Speeches

ITC evaluation, reporting and policy

30 July 2015
ITC News

Speech delivered by Arancha González, ITC Executive Director

Joint Advisory Group (JAG)

26 June 2015 - Geneva

Ladies and gentlemen,

As already indicated this morning a comprehensive external evaluation of ITC’s work between 2006 and 2013 was presented to you last June. The external evaluation recognised that ITC was ‘fit for purpose’ and that we had strong technical expertise for which demand continued to increase. It also pointed to four broad ways for ITC to improve both operationally and in terms of visibility. These recommendations were adopted last January and have been guiding our work since last year.

In addition, just last month the Office of Internal Oversight of the United Nations – OIOS – concluded another evaluation of the ITC which took as a part of its remit to validate the independent evaluation. As with the Independent evaluation, here the ITC was also able to accept all of the recommendations made.

The results of this evaluation and its recommendations were discussed by the Committee on Programme Co-ordination of the UN General Assembly earlier this month.

As part of our commitment to accountability and transparency, today I would like to give you an update on our implementation of the recommendations. Please note that a comprehensive update has been provided to you in writing.

On the first recommendation, to focus on well-defined priorities to minimize inefficient spending, we completed, with your input, a new Strategic Plan for 2015-17 that sets out the focus areas for our technical assistance and the principal internal improvements we will make to improve our efficiency. We are at an advanced stage of implementation of a programmatic approach. A Programme Development Task Force has been set up and it is finalizing the organization of ITC’s work into programmes under each of our six focus areas. Each programme is associated with clear intervention logics and theories of change. The Task Force is also finalising the catalogue of ITC products and services.

We are responding to the second recommendation, to further improve the quality of ITC’s technical work, by placing greater emphasis on our pipeline of innovative products and services, a few of which I mentioned this morning. We have revamped the quality control process for all TRTA projects. We are at an advanced stage in improving project cycle management, with a strong focus on clear indicators for measuring results. The first instalment of our revamped projects portal will be released in July. It will incorporate the entire project cycle under one roof thus improving our ability to track progress in implementation and results. The migration of projects into the upgraded portal has already started and staff are already being trained.

We have also revised our evaluation policy along four main axes:

- Incorporation of new evaluation trends such as the advancements made by UN organizations in enhancing evaluation function to better service the post-2015 development goals (enhancing the utility of evaluation, integrating evaluation capacity building, facilitating partnership and avoiding conflict of interests to ensure the impartiality)

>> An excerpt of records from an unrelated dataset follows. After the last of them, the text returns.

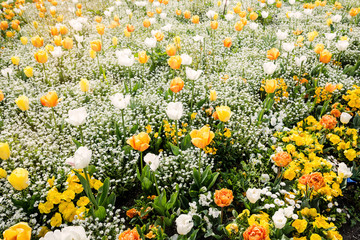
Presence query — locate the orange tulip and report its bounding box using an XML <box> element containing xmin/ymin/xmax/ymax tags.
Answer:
<box><xmin>190</xmin><ymin>126</ymin><xmax>215</xmax><ymax>149</ymax></box>
<box><xmin>90</xmin><ymin>40</ymin><xmax>101</xmax><ymax>52</ymax></box>
<box><xmin>223</xmin><ymin>37</ymin><xmax>232</xmax><ymax>48</ymax></box>
<box><xmin>40</xmin><ymin>91</ymin><xmax>59</xmax><ymax>107</ymax></box>
<box><xmin>31</xmin><ymin>36</ymin><xmax>44</xmax><ymax>48</ymax></box>
<box><xmin>126</xmin><ymin>132</ymin><xmax>151</xmax><ymax>152</ymax></box>
<box><xmin>170</xmin><ymin>77</ymin><xmax>184</xmax><ymax>93</ymax></box>
<box><xmin>319</xmin><ymin>49</ymin><xmax>332</xmax><ymax>63</ymax></box>
<box><xmin>168</xmin><ymin>55</ymin><xmax>182</xmax><ymax>69</ymax></box>
<box><xmin>266</xmin><ymin>48</ymin><xmax>280</xmax><ymax>60</ymax></box>
<box><xmin>34</xmin><ymin>50</ymin><xmax>47</xmax><ymax>63</ymax></box>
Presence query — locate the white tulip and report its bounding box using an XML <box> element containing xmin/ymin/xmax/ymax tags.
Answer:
<box><xmin>109</xmin><ymin>93</ymin><xmax>130</xmax><ymax>109</ymax></box>
<box><xmin>336</xmin><ymin>40</ymin><xmax>349</xmax><ymax>51</ymax></box>
<box><xmin>176</xmin><ymin>214</ymin><xmax>194</xmax><ymax>235</ymax></box>
<box><xmin>166</xmin><ymin>102</ymin><xmax>184</xmax><ymax>120</ymax></box>
<box><xmin>272</xmin><ymin>210</ymin><xmax>287</xmax><ymax>229</ymax></box>
<box><xmin>282</xmin><ymin>43</ymin><xmax>295</xmax><ymax>52</ymax></box>
<box><xmin>338</xmin><ymin>163</ymin><xmax>352</xmax><ymax>178</ymax></box>
<box><xmin>65</xmin><ymin>107</ymin><xmax>87</xmax><ymax>127</ymax></box>
<box><xmin>276</xmin><ymin>30</ymin><xmax>288</xmax><ymax>40</ymax></box>
<box><xmin>144</xmin><ymin>37</ymin><xmax>157</xmax><ymax>48</ymax></box>
<box><xmin>185</xmin><ymin>67</ymin><xmax>203</xmax><ymax>80</ymax></box>
<box><xmin>144</xmin><ymin>153</ymin><xmax>160</xmax><ymax>172</ymax></box>
<box><xmin>295</xmin><ymin>56</ymin><xmax>307</xmax><ymax>67</ymax></box>
<box><xmin>246</xmin><ymin>188</ymin><xmax>261</xmax><ymax>203</ymax></box>
<box><xmin>263</xmin><ymin>62</ymin><xmax>277</xmax><ymax>75</ymax></box>
<box><xmin>340</xmin><ymin>112</ymin><xmax>352</xmax><ymax>124</ymax></box>
<box><xmin>65</xmin><ymin>147</ymin><xmax>92</xmax><ymax>169</ymax></box>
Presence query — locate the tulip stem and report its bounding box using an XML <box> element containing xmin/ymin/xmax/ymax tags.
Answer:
<box><xmin>51</xmin><ymin>107</ymin><xmax>57</xmax><ymax>128</ymax></box>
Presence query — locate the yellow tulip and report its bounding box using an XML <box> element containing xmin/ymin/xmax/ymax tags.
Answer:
<box><xmin>0</xmin><ymin>143</ymin><xmax>10</xmax><ymax>160</ymax></box>
<box><xmin>15</xmin><ymin>95</ymin><xmax>29</xmax><ymax>111</ymax></box>
<box><xmin>8</xmin><ymin>168</ymin><xmax>29</xmax><ymax>191</ymax></box>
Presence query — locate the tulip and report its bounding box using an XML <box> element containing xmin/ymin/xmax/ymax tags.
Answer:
<box><xmin>24</xmin><ymin>66</ymin><xmax>34</xmax><ymax>78</ymax></box>
<box><xmin>8</xmin><ymin>168</ymin><xmax>29</xmax><ymax>191</ymax></box>
<box><xmin>31</xmin><ymin>36</ymin><xmax>44</xmax><ymax>48</ymax></box>
<box><xmin>79</xmin><ymin>78</ymin><xmax>90</xmax><ymax>92</ymax></box>
<box><xmin>170</xmin><ymin>77</ymin><xmax>184</xmax><ymax>93</ymax></box>
<box><xmin>319</xmin><ymin>49</ymin><xmax>332</xmax><ymax>63</ymax></box>
<box><xmin>0</xmin><ymin>142</ymin><xmax>10</xmax><ymax>160</ymax></box>
<box><xmin>216</xmin><ymin>106</ymin><xmax>231</xmax><ymax>122</ymax></box>
<box><xmin>15</xmin><ymin>95</ymin><xmax>29</xmax><ymax>111</ymax></box>
<box><xmin>168</xmin><ymin>55</ymin><xmax>182</xmax><ymax>69</ymax></box>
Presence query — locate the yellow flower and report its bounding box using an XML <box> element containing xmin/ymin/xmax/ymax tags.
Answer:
<box><xmin>0</xmin><ymin>142</ymin><xmax>10</xmax><ymax>160</ymax></box>
<box><xmin>8</xmin><ymin>168</ymin><xmax>29</xmax><ymax>191</ymax></box>
<box><xmin>216</xmin><ymin>106</ymin><xmax>231</xmax><ymax>122</ymax></box>
<box><xmin>344</xmin><ymin>149</ymin><xmax>357</xmax><ymax>161</ymax></box>
<box><xmin>291</xmin><ymin>219</ymin><xmax>307</xmax><ymax>233</ymax></box>
<box><xmin>24</xmin><ymin>66</ymin><xmax>34</xmax><ymax>77</ymax></box>
<box><xmin>15</xmin><ymin>95</ymin><xmax>29</xmax><ymax>111</ymax></box>
<box><xmin>0</xmin><ymin>168</ymin><xmax>7</xmax><ymax>179</ymax></box>
<box><xmin>310</xmin><ymin>233</ymin><xmax>322</xmax><ymax>240</ymax></box>
<box><xmin>79</xmin><ymin>78</ymin><xmax>90</xmax><ymax>92</ymax></box>
<box><xmin>50</xmin><ymin>213</ymin><xmax>62</xmax><ymax>227</ymax></box>
<box><xmin>11</xmin><ymin>56</ymin><xmax>20</xmax><ymax>65</ymax></box>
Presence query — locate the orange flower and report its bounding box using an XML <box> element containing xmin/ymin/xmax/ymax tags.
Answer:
<box><xmin>308</xmin><ymin>172</ymin><xmax>325</xmax><ymax>191</ymax></box>
<box><xmin>34</xmin><ymin>50</ymin><xmax>47</xmax><ymax>63</ymax></box>
<box><xmin>40</xmin><ymin>91</ymin><xmax>59</xmax><ymax>107</ymax></box>
<box><xmin>168</xmin><ymin>55</ymin><xmax>182</xmax><ymax>69</ymax></box>
<box><xmin>243</xmin><ymin>224</ymin><xmax>269</xmax><ymax>240</ymax></box>
<box><xmin>126</xmin><ymin>208</ymin><xmax>139</xmax><ymax>218</ymax></box>
<box><xmin>90</xmin><ymin>40</ymin><xmax>101</xmax><ymax>52</ymax></box>
<box><xmin>266</xmin><ymin>48</ymin><xmax>280</xmax><ymax>60</ymax></box>
<box><xmin>137</xmin><ymin>51</ymin><xmax>150</xmax><ymax>64</ymax></box>
<box><xmin>190</xmin><ymin>126</ymin><xmax>215</xmax><ymax>148</ymax></box>
<box><xmin>170</xmin><ymin>77</ymin><xmax>184</xmax><ymax>93</ymax></box>
<box><xmin>31</xmin><ymin>36</ymin><xmax>44</xmax><ymax>48</ymax></box>
<box><xmin>3</xmin><ymin>222</ymin><xmax>31</xmax><ymax>240</ymax></box>
<box><xmin>126</xmin><ymin>132</ymin><xmax>151</xmax><ymax>152</ymax></box>
<box><xmin>119</xmin><ymin>228</ymin><xmax>141</xmax><ymax>240</ymax></box>
<box><xmin>319</xmin><ymin>49</ymin><xmax>332</xmax><ymax>63</ymax></box>
<box><xmin>214</xmin><ymin>188</ymin><xmax>234</xmax><ymax>207</ymax></box>
<box><xmin>223</xmin><ymin>37</ymin><xmax>232</xmax><ymax>48</ymax></box>
<box><xmin>320</xmin><ymin>115</ymin><xmax>337</xmax><ymax>129</ymax></box>
<box><xmin>325</xmin><ymin>83</ymin><xmax>336</xmax><ymax>93</ymax></box>
<box><xmin>330</xmin><ymin>109</ymin><xmax>341</xmax><ymax>118</ymax></box>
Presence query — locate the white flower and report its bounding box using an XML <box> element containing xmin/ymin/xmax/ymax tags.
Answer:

- Improved operationalization of evaluation along the principles of independence, accountability, learning, partnership, and capacity building. These will guide ITC in conducting impartial, inclusive and useful evaluations.

- Better anchoring evaluation products and services within ITC’s strategic planning framework.

- Emphasising on follow-up and implementation of evaluations

The new evaluation policy has been circulated to all of you together with the Annual Evaluation Synthesis Report, which summarises ITC’s own evaluation findings on various programmes and projects as well as cross-cutting issues.

In this year’s report, the key learning themes touched upon are: sustainability and exit strategy, the length and possible extension of project implementation periods, and project-level monitoring and reporting, all of which are being addressed as part of ITC’s action plans to the recommendations of the two external Independent Evaluations.

Strategic recommendation three called for better governance and enhanced accountability. Here we have already completed the full transition to IPSAS and implemented the first all-ITC accountability framework as well as being at an advanced stage of introducing an organization-wide risk management framework. Despite important challenges we are also moving ahead with implementation of the UN’s new enterprise resource planning system, UMOJA, which will be operational on 1 November. This risks slowing down the rate of delivery in the last part of the year, given the significant amount of time and efforts required as well as the likely period of blackout in ERP which we are expected to face. We will – as always – do our utmost.

The final recommendation was for ITC to raise its visibility and prominence. In response we have stepped up our work to showcase the ways we enable SMEs to connect markets, in particular in the on-going debate concerning the post 2015 development agenda. We have built new partnership and revived existing ones. We are also at an advanced stage of preparations to open a liaison office in Addis Ababa. We have also undertaken more regular, strategic dialogues with all our stakeholders, here and in-country.

We have also adopted a new resource mobilisation strategy. We have adopted and promulgated a gender mainstreaming policy for the ITC. We have appointed a gender focal point and we are introducing gender parity metrics, all of which are recommendations made by OIOS.

This is where we are today. In the documentation we have provided you will see details of the work in progress, as well as expected dates for completion and means of verification.

We commit to come back to you at the next CCITF and JAG to report further progress. Let me also indicate that we are at your disposal to organise dedicated sessions on any of these topics with you or your experts in capitals as we did recently. We all gain from these exchanges.

I thank you for your attention and look forward to your observations.